My parents met at the end of World War II. Both were soldiers with the Free French, the breakaway remnant of the French military that refused to surrender to the Germans after the capitulation of France. Their eyes met and that same evening—or so I was told—they consummated their union in a US Army truck. The one-night stand would last a lifetime.

 

After the war, both found jobs as actors in a soap opera aired on Radio France. My father, who spoke English, portrayed a not-too-bright American GI married to my mother, a wily French maiden. The show was live, wildly popular, and broadcast daily. One evening as they were reciting their lines to the microphones, my mother went into labor. She never quite made it to the delivery room.

 

My mother was an artist, a musician and an author. My father was a journalist who had studied violin at the Versailles conservatory. I was destined to write or play music. I do both.

 

My first literary work was an out-and-out theft.

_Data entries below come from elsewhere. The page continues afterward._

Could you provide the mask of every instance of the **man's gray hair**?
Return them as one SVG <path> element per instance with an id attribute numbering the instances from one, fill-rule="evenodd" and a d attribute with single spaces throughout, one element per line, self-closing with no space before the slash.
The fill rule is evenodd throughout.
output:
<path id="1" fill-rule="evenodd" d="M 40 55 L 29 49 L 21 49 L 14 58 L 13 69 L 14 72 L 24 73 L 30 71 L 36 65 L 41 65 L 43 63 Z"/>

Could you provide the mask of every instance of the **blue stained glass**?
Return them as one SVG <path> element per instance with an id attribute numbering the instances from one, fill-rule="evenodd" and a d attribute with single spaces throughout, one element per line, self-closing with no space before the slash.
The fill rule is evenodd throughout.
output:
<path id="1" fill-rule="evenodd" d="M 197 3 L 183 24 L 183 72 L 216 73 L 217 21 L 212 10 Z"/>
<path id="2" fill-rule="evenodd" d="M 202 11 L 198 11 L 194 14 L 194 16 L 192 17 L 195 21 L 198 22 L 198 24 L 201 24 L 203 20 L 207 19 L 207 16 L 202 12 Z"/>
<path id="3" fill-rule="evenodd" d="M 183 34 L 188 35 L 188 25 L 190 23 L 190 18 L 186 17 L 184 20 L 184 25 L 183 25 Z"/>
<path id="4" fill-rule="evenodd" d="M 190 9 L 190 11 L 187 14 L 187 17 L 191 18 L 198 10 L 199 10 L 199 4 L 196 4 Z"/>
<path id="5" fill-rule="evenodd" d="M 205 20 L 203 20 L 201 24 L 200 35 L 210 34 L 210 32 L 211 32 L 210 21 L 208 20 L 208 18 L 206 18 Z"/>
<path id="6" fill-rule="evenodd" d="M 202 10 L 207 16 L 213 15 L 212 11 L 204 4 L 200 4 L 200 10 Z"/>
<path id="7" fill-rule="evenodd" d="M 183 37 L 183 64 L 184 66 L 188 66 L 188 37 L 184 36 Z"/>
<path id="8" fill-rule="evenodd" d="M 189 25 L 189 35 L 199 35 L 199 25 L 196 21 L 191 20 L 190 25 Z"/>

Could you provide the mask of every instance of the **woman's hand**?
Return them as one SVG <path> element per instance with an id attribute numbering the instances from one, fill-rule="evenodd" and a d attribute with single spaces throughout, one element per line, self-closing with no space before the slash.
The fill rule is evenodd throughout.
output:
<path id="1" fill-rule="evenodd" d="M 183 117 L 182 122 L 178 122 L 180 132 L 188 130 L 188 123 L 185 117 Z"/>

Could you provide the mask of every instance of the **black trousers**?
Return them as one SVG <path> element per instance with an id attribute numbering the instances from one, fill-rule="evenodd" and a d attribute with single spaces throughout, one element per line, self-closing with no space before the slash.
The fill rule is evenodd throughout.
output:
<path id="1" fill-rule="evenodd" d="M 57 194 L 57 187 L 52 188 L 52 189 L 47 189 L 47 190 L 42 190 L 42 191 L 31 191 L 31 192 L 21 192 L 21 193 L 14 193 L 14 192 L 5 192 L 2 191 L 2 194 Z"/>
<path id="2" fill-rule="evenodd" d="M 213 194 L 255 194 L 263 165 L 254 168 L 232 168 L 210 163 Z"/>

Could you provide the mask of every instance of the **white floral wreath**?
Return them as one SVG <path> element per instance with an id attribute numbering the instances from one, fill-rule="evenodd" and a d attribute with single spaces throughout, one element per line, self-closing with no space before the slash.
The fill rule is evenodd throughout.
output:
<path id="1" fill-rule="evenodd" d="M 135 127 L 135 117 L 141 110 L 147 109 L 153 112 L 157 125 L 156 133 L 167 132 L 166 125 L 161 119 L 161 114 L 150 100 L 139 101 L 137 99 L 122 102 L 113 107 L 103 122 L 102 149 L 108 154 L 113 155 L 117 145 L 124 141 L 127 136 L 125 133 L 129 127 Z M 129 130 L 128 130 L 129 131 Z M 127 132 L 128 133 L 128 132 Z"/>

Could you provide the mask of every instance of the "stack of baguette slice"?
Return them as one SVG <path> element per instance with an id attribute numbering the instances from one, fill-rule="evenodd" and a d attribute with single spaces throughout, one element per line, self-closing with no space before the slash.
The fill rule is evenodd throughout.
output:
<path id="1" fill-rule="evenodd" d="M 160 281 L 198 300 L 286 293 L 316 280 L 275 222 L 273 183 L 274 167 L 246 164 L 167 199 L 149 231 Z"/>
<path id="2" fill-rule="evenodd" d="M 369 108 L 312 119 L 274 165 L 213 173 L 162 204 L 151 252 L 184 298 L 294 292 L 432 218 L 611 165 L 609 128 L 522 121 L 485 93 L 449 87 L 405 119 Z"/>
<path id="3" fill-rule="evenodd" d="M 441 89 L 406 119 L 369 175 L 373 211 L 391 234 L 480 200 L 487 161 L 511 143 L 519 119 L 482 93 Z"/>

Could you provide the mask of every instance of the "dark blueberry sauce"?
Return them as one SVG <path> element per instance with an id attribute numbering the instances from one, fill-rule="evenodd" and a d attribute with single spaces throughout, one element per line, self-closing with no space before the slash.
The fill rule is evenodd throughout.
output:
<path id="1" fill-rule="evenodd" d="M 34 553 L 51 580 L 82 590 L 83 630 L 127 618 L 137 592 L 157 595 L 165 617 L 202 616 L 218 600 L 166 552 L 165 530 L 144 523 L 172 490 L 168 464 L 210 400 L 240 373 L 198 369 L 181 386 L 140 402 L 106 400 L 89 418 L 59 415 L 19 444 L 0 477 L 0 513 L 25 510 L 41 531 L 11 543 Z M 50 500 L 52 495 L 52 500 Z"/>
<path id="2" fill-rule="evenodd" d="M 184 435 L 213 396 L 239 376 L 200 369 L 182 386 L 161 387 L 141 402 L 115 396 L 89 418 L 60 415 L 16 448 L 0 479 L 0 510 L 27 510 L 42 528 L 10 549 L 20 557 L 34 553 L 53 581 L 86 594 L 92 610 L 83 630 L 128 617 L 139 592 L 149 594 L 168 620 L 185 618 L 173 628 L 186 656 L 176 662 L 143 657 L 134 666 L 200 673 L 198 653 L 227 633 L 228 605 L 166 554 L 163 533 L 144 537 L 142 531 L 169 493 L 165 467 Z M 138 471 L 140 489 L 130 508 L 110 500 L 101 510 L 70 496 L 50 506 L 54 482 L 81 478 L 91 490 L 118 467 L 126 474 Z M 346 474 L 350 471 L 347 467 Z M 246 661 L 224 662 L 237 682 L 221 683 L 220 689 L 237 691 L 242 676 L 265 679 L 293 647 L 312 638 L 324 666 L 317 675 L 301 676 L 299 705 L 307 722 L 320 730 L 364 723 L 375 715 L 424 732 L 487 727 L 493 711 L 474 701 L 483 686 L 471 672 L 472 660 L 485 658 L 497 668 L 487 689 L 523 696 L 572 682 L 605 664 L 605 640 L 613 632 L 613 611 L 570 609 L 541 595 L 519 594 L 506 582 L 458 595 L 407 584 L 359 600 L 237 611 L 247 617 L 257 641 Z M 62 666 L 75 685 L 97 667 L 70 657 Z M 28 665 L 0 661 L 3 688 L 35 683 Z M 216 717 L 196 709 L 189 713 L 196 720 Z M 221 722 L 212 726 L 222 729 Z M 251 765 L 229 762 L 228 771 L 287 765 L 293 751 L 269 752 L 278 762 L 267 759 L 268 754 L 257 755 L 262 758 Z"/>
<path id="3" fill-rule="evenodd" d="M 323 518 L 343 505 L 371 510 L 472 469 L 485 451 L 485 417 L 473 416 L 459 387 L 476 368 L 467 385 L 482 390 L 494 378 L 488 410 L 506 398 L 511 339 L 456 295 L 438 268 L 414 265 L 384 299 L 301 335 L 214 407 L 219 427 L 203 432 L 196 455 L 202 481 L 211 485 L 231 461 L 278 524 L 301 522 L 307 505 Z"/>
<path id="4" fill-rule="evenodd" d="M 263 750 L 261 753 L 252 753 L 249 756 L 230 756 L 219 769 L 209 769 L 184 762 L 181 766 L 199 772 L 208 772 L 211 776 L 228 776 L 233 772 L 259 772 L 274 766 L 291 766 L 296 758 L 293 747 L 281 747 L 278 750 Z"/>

I was six years old and envious of a child celebrity, Minou Drouet, a little girl whose poems had been published in French magazines. Her name was on everyone’s lips. She was a genius, an enfant prodige, and the decorated pride of the nation 

 

I decided to be the same. I copied some poems from a book in my parents’ library, appropriated authorship, and proudly showed the works to my mother. She was thrilled and immediately summoned the media. My subterfuge failed and a fiasco ensued. I was seriously chastised and I’m not sure my mother ever really forgave me for not being the wunderkind she thought she deserved.